The SCs of the parameters solved by the first-order partial derivatives produce large errors after $100 d$ due to the influence of computational errors. Therefore, the SCs are calculated using this method for the first $100 d$, and thereafter they are approximated using the differential method as follows:

$$S{C}_j\left(t\right)=\frac{w\left(t+\Delta X_j\right)-w\left(t\right)}{\Delta X_j}$$

(18)

where $w\left(t\right)$ is the creep displacement corresponding to the basic parameter; $\mathsf{\Delta }{X}_j$ is the $j$th mechanical parameter change in the base parameter; $w\left(t+\mathsf{\Delta }{X}_j\right)$ is the creep displacement corresponding to the change in the $j$th mechanical parameter.

Equation (18) is used to compute the four mechanical parameters after increasing them by 1%. Figure 7 shows the results of the SCs for each parameter.

Figure 7A shows that when $0\le t<13 \mathrm{d}$, SC < 0 and when $t>13 \mathrm{d}$, SC > 0, indicating that the settlements are negatively correlated with $\alpha$ before $13 \mathrm{d}$, and positively correlated with $\alpha$ after $13 \mathrm{d}$, which also proves the law obtained from the previous analysis of the effect of differential order $\mathsf{\alpha }$ on settlement: there is a point on the creep curve that divides it into two stages, and the law of increase and decrease in settlements in the two stages is opposite to the increase in $\alpha$. Moreover, $S{C}_{\alpha }=0$ when $t=0$ and $t\to +\infty$, which also proved the law that the change in $\alpha$ has no effect on the instantaneous and final settlements.

Figure 7B,C show that $S{C}_{G_1}<0$ and $S{C}_{G_2}\le 0$, indicating that the settlements are negatively correlated with $G_1$ and $G_2$. Moreover, $\left|S{C}_{G_1}\right|$ decreases gradually with time, t, and tends to be stable, whereas $\left|S{C}_{G_2}\right|$ increases gradually with time, t, and tends to be stable, and when $t\to +\infty$, $\left|S{C}_{G_1}\right|=\left|S{C}_{G_2}\right|=1.995\times {10}^{-4}$, thus the changes in $G_1$ and $G_2$ affect the final settlement. $S{C}_{\eta }=0$ when $t=0$ and $t\to +\infty$, thus the change in $\eta$ does not affect the instantaneous and final settlement.

Figure 7D shows that $S{C}_{\eta }<0$, indicating that the settlements are negatively correlated with $\mathsf{\eta }$. In addition, $\left|S{C}_{\eta }\right|$ increases first and then decreases with time $t$, implying that the influence of $\eta$ on settlements first increases and then decreases.

By calculation, $-6.2\times {10}^{-3}\le S{C}_{\alpha }\le 6.4\times {10}^{-3}$, $-2.1\times {10}^{-4}\le S{C}_{G_1}\le -1.995\times {10}^{-4}$, $-1.995\times {10}^{-4}\le S{C}_{G_2}\le 0$ and $1.7\times {10}^{-6}\le S{C}_{\eta }\le 0$. Thus, $\alpha$ is the most sensitive to the settlement effects, followed by $G_1$ and $G_2$, while $\mathsf{\eta }$ is the least sensitive.
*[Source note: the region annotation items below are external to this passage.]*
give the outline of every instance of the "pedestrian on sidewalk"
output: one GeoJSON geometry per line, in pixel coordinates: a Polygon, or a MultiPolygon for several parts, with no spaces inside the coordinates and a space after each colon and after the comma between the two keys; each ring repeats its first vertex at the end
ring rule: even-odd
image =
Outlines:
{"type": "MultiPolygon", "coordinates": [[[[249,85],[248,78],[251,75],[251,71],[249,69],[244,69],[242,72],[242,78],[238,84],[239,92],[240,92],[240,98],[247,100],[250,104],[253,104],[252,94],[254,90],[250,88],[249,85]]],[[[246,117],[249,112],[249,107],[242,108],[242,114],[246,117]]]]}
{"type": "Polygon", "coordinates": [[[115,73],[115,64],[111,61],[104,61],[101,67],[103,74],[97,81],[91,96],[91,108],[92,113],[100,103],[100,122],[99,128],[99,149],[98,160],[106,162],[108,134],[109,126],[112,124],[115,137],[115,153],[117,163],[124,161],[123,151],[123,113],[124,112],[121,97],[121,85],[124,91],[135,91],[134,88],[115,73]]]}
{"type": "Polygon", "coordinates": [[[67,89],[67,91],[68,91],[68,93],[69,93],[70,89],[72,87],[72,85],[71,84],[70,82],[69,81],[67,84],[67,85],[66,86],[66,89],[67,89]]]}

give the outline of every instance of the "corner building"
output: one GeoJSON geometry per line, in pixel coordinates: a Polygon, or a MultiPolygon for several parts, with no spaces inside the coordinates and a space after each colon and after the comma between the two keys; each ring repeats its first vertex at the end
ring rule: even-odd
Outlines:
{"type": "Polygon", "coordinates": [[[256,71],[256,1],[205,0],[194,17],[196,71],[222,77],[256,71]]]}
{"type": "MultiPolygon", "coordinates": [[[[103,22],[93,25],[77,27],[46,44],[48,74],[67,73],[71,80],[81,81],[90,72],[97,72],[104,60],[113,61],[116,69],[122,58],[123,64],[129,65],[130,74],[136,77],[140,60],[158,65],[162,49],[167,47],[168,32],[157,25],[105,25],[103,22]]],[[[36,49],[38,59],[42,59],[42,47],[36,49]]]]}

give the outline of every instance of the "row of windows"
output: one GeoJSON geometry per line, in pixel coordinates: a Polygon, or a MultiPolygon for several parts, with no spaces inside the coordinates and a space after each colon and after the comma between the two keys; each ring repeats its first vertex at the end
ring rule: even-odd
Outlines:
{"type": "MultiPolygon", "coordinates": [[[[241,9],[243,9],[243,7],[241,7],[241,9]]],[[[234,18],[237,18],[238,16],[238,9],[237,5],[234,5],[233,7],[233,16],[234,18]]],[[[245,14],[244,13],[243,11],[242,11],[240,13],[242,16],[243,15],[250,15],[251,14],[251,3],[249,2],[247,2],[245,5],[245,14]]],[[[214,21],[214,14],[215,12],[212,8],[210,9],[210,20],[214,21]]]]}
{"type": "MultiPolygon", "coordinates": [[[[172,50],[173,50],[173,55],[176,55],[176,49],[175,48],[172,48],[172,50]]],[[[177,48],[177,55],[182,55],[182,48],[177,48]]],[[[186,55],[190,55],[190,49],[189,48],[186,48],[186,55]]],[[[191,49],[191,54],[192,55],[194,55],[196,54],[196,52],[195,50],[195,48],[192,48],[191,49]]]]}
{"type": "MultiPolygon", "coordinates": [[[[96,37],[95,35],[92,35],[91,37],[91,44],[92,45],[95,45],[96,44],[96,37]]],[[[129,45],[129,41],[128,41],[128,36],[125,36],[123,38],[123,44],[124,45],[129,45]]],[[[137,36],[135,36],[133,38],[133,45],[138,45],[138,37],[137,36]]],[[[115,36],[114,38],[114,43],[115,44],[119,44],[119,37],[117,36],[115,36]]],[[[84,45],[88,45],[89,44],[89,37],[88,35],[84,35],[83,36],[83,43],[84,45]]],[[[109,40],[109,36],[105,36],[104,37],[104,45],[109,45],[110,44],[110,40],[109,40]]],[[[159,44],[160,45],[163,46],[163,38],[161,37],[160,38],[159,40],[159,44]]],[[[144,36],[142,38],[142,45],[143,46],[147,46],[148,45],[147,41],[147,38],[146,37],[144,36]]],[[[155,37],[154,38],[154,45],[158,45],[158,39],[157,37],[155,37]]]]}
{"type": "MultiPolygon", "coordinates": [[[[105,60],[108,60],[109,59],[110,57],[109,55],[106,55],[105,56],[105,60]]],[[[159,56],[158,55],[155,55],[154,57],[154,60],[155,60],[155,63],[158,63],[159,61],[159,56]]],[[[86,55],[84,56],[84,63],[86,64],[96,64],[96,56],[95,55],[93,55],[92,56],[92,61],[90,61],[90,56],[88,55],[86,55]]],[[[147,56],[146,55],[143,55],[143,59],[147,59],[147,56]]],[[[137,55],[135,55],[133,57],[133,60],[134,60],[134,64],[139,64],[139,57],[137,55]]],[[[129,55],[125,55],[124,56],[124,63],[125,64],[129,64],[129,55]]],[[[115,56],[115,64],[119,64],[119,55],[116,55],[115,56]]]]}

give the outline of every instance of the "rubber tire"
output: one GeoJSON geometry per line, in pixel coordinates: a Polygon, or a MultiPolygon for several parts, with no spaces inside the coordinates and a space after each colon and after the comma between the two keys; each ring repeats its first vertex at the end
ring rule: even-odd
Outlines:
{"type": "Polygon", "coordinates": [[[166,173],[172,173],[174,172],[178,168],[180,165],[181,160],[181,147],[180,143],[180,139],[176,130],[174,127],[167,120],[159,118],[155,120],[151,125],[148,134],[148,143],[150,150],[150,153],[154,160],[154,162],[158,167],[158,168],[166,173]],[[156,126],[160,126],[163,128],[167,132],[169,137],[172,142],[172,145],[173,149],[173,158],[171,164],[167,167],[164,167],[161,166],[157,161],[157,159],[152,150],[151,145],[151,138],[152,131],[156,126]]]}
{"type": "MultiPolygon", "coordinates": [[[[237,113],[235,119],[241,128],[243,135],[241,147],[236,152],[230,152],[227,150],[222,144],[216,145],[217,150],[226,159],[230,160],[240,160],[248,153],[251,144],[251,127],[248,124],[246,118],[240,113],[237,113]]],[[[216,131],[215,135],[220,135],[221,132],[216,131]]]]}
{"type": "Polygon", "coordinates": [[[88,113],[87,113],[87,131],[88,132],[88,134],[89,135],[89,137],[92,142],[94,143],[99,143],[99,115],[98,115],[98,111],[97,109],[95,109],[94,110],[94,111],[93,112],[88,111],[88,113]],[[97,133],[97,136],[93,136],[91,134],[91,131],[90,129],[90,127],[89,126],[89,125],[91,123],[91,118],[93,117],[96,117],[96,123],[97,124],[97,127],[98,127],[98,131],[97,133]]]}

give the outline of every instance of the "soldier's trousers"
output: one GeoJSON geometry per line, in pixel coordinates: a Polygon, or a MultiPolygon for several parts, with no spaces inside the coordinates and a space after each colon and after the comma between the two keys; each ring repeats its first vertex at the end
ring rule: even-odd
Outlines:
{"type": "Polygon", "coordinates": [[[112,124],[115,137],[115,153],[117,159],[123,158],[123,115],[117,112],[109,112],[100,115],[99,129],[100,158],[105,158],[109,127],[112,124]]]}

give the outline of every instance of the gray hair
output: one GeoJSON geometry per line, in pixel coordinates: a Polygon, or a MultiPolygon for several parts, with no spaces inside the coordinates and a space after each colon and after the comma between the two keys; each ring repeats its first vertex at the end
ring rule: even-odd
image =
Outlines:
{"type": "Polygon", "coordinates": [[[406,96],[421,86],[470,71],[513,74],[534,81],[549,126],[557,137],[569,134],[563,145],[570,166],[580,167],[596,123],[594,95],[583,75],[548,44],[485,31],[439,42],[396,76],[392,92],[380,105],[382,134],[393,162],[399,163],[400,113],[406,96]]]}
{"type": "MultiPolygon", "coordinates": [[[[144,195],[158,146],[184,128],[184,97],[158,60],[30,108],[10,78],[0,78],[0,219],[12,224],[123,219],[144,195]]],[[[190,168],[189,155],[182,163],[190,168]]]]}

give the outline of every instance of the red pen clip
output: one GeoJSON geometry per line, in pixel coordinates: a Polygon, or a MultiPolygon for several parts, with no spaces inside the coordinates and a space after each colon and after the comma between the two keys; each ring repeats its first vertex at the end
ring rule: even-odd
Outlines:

Therefore, significant attention should be given to $\alpha$, $G_1$ and $G_2$ when the displacement inverse analysis method is used to invert the geotechnical parameters.
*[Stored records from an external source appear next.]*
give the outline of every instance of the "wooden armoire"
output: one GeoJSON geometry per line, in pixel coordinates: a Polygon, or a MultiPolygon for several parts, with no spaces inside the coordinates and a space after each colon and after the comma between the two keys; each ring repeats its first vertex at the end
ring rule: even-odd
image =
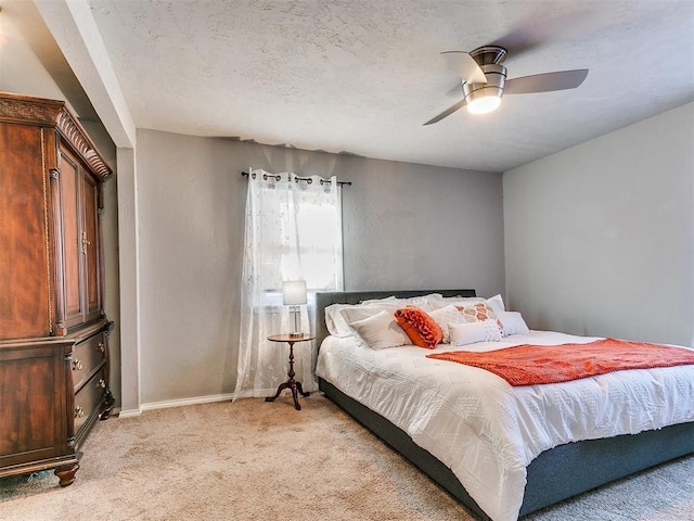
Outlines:
{"type": "Polygon", "coordinates": [[[0,92],[0,478],[54,469],[113,408],[102,183],[112,171],[62,101],[0,92]]]}

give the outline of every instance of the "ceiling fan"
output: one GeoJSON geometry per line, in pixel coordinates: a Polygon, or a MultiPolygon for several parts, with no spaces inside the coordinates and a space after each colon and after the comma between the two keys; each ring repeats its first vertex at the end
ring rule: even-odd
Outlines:
{"type": "Polygon", "coordinates": [[[424,125],[440,122],[465,105],[472,114],[492,112],[501,104],[503,94],[575,89],[588,76],[587,68],[578,68],[506,79],[506,67],[502,65],[506,54],[506,50],[498,46],[485,46],[472,52],[442,52],[449,67],[463,80],[463,99],[424,125]]]}

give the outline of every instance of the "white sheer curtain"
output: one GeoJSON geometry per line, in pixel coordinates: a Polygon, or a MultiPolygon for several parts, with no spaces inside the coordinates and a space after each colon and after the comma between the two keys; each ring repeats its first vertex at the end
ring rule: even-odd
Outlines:
{"type": "MultiPolygon", "coordinates": [[[[317,291],[343,289],[342,206],[337,179],[252,169],[246,198],[239,373],[234,398],[273,396],[287,380],[288,346],[270,334],[294,330],[283,280],[306,280],[301,331],[314,332],[317,291]]],[[[295,379],[316,391],[314,342],[294,345],[295,379]]]]}

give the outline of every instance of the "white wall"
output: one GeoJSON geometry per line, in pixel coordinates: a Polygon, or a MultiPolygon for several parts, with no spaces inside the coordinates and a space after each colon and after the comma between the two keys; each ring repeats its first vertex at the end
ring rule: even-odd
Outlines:
{"type": "Polygon", "coordinates": [[[142,403],[231,393],[249,167],[336,175],[347,290],[501,292],[501,175],[138,131],[142,403]]]}
{"type": "Polygon", "coordinates": [[[690,345],[694,104],[503,175],[506,300],[529,326],[690,345]]]}

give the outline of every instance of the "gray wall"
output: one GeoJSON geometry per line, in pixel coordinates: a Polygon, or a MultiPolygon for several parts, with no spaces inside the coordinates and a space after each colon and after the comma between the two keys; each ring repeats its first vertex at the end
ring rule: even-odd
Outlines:
{"type": "Polygon", "coordinates": [[[138,131],[142,403],[231,393],[249,167],[336,175],[345,285],[504,288],[501,175],[138,131]]]}
{"type": "MultiPolygon", "coordinates": [[[[16,10],[17,4],[12,5],[16,10]]],[[[22,5],[22,9],[34,10],[33,5],[22,5]]],[[[7,13],[10,14],[10,13],[7,13]]],[[[0,90],[15,92],[38,98],[63,100],[67,107],[77,114],[75,106],[70,103],[69,97],[61,90],[52,76],[46,69],[35,51],[24,39],[22,33],[13,24],[12,16],[4,16],[2,13],[2,33],[5,41],[2,42],[2,74],[0,74],[0,90]]],[[[27,20],[23,20],[29,24],[27,20]]],[[[37,28],[37,30],[40,30],[37,28]]],[[[104,161],[114,171],[114,176],[104,185],[104,213],[101,215],[103,228],[104,265],[106,298],[104,308],[106,316],[114,320],[116,326],[108,340],[111,351],[111,380],[110,385],[119,399],[120,393],[120,330],[119,315],[120,301],[118,288],[118,201],[116,190],[116,149],[111,137],[105,131],[101,122],[86,122],[80,119],[85,130],[99,149],[104,161]]],[[[119,401],[118,401],[119,404],[119,401]]]]}
{"type": "Polygon", "coordinates": [[[694,104],[503,175],[506,300],[531,328],[690,345],[694,104]]]}

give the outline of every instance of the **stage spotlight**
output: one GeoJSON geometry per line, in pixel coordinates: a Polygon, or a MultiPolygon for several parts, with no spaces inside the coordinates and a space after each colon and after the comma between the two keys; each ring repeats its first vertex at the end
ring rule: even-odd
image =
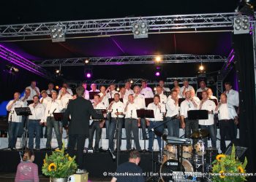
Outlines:
{"type": "Polygon", "coordinates": [[[134,39],[148,38],[148,23],[146,21],[138,21],[132,24],[134,39]]]}
{"type": "Polygon", "coordinates": [[[88,59],[86,59],[86,60],[84,61],[84,63],[85,63],[86,64],[88,64],[88,63],[89,63],[89,60],[88,59]]]}
{"type": "Polygon", "coordinates": [[[155,74],[155,76],[160,76],[160,72],[159,71],[157,71],[156,74],[155,74]]]}
{"type": "Polygon", "coordinates": [[[53,42],[65,41],[66,26],[57,25],[50,28],[53,42]]]}
{"type": "Polygon", "coordinates": [[[157,56],[156,57],[156,59],[155,59],[155,61],[157,62],[157,63],[159,63],[162,61],[162,58],[161,56],[157,56]]]}
{"type": "Polygon", "coordinates": [[[233,21],[234,34],[249,33],[249,17],[235,17],[233,21]]]}

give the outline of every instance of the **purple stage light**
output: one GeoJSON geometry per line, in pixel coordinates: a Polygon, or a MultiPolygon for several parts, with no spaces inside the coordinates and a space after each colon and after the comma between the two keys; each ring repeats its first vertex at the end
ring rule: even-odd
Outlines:
{"type": "Polygon", "coordinates": [[[91,78],[91,74],[90,73],[86,74],[86,77],[89,78],[89,79],[91,78]]]}

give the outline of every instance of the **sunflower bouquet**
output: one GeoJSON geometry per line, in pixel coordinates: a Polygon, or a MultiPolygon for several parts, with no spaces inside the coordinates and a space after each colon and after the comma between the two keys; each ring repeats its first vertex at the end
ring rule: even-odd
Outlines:
{"type": "Polygon", "coordinates": [[[42,173],[51,178],[67,178],[75,173],[77,164],[75,158],[64,153],[64,146],[61,150],[56,150],[52,154],[45,154],[42,167],[42,173]]]}
{"type": "Polygon", "coordinates": [[[245,157],[244,163],[236,158],[235,146],[233,145],[231,155],[219,154],[212,162],[213,181],[240,182],[246,180],[245,167],[247,159],[245,157]]]}

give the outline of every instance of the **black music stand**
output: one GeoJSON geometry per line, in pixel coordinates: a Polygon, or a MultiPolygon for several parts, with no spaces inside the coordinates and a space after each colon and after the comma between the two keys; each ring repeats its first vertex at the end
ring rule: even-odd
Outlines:
{"type": "MultiPolygon", "coordinates": [[[[15,108],[15,112],[17,114],[17,116],[25,116],[25,124],[23,128],[23,133],[22,135],[22,143],[24,143],[24,149],[27,149],[27,143],[28,143],[28,116],[29,115],[32,115],[31,111],[30,110],[29,107],[19,107],[19,108],[15,108]]],[[[23,147],[21,148],[21,149],[23,147]]]]}
{"type": "MultiPolygon", "coordinates": [[[[107,109],[94,109],[94,111],[97,114],[106,114],[107,113],[107,109]]],[[[94,118],[91,116],[91,119],[94,119],[94,118]]],[[[99,119],[99,120],[102,120],[102,119],[99,119]]],[[[100,132],[102,133],[102,132],[100,132]]],[[[99,135],[99,140],[100,140],[100,147],[99,149],[99,151],[106,151],[105,150],[102,149],[102,134],[100,134],[99,135]]]]}
{"type": "Polygon", "coordinates": [[[154,103],[154,98],[145,98],[146,106],[148,107],[148,104],[154,103]]]}
{"type": "MultiPolygon", "coordinates": [[[[120,101],[124,103],[123,98],[119,98],[120,101]]],[[[110,104],[110,103],[114,100],[114,98],[108,98],[108,103],[110,104]]]]}
{"type": "Polygon", "coordinates": [[[187,111],[189,120],[208,119],[208,111],[207,110],[190,110],[187,111]]]}
{"type": "Polygon", "coordinates": [[[166,95],[166,97],[169,97],[169,95],[170,95],[170,92],[164,92],[164,95],[166,95]]]}
{"type": "Polygon", "coordinates": [[[94,95],[99,94],[100,92],[89,92],[89,99],[92,100],[94,98],[94,95]]]}
{"type": "Polygon", "coordinates": [[[178,106],[181,106],[181,104],[183,101],[184,101],[186,100],[186,98],[178,98],[178,106]]]}

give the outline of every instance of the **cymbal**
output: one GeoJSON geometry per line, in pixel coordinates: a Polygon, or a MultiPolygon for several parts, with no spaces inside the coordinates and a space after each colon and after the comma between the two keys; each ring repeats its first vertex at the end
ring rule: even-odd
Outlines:
{"type": "Polygon", "coordinates": [[[209,132],[206,130],[200,130],[200,131],[193,132],[191,134],[192,138],[202,138],[207,137],[209,135],[209,132]]]}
5. Method of Determining Parameters by Field Experiments

The field-bearing plate test is a method for determining the deformation parameters of rock masses, and it is also commonly used to execute field creep tests due to its simple test procedure and easy operation. The bearing plate test is theoretically based on Boussinesq’s solution for local forces on the surface of a uniform, continuous and isotropic semi-infinite elastomer [8].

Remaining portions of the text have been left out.